Par conduction osseuse, les paroles d’Uni résonnèrent chez les Terriens du monde entier :
“Peuple de la Terre,
Il y a bien longtemps, une nouvelle ère a débuté.
Chassés de Jupiter, nous avons fui par-delà l’espace.
Un long voyage nous attendait, dont nous ignorions tout.
Jetés dans les abîmes de la Voie Lactée, nous avons erré parmi ses systèmes solaires.
Dans l’immensité stellaire, abandonnés aux affres du temps, nous avons observé des mondes nouveaux, par milliers.
Inconnus, mystérieux, parfois hostiles, notre périple ne pouvait s’achever sur aucun d’entre eux.
En définitive, notre destination devait être la Terre.
La Terre, nos origines, berceau de l’Humanité,
Le commencement et l’aboutissement de nos existences,
L’aube d’une nouvelle époque dans laquelle nous donnerons naissance à une race nouvelle.
Notre chemin a déjà croisé des résistances,
Tel le mangeur de mondes, Xanu,
Qui s’est heurté à notre infaillible volonté de justice.
À présent, nous déclarons la fin du dispositif artificiel qu’est devenu votre monde,
La fin de son hégémonie, qui, durant des millénaires, a imposé sa vérité à tous les peuples de la Terre.
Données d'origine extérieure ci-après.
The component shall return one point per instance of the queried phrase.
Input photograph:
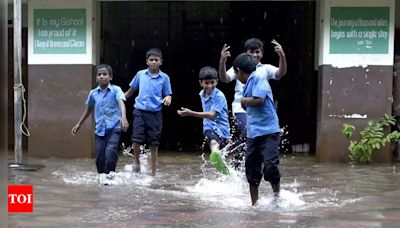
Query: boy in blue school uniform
(107, 101)
(255, 47)
(215, 115)
(154, 90)
(263, 131)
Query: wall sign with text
(59, 31)
(359, 30)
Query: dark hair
(208, 73)
(154, 51)
(105, 66)
(253, 44)
(245, 63)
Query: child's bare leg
(136, 160)
(154, 158)
(253, 194)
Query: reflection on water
(188, 192)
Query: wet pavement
(186, 192)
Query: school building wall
(59, 78)
(354, 86)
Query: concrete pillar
(355, 71)
(61, 58)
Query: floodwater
(187, 192)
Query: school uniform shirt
(261, 119)
(216, 102)
(267, 70)
(107, 113)
(152, 90)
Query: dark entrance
(191, 35)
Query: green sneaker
(218, 163)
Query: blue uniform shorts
(263, 150)
(146, 127)
(210, 135)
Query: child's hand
(167, 100)
(184, 112)
(124, 124)
(225, 53)
(75, 129)
(278, 48)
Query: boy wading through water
(154, 90)
(215, 116)
(107, 101)
(263, 131)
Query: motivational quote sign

Par notre retour, nous révélons ce qui est longtemps resté caché : une révolution est possible.
Humains, nous avons tant de choses à échanger,
Tant d’étoiles à conquérir,
Notre unité retentira dans les galaxies les plus lointaines.
Alors, nous tournerons ensemble notre regard dans la même direction, celle d’un destin partagé, au bout duquel nous aurons l’Univers tout entier dans le creux de la main.
Nous serons nos propres Dieux.
Aujourd’hui, je me présente à vous, nu,
Dans la forme la plus pure des corps qui nous ont été donnés, la plus belle expression d’honnêteté, débarrassée de ses artifices.
Humains, accompagnez-nous sur le chemin de la paix universelle,
Et de la splendeur retrouvée de nos civilisations.”
Aul profita du calme de l’aube pour s’éclipser du vaisseau. Il avait réussi à assister au discours d’Uni sans qu’aucun autre Jovien ne ressente sa présence.
Il n’aurait su dire combien de temps il avait vécu caché sur le vaisseau, au coeur du volcan, dans une cavité assez protégée de la chaleur pour pouvoir y loger discrètement. Il avait dû se réfugier ici après l’arrivée d’Uni, et la passion collective qui avait suivi.
Uni, auto-accouché, avait capté en lui l’ensemble des pensées du peuple Jovien. Il était perçu comme un miracle. Chacun l’avait alors reconnu comme chef naturel.
Aul, quant à lui, ne partageait pas cette opinion, et, troublé, n’avait eu d’autre choix que de se soustraire à la pensée collective, et s’exiler de lui-même dans un endroit reculé du vaisseau.
Seul, il avait d’abord souffert de bien dures nuits et d’interminables journées, étendu dans son abri, l’oreille anxieuse et le coeur battant, obligé à vivre au rythme de la respiration indifférente du volcan qui le protégeait; jusqu’à ce que l’habitude eût changé l’abri en demeure, et adapté sa propre cadence sur le souffle du vaisseau Jovien.
Il était maintenant temps de sortir, et aller à la rencontre des Terriens.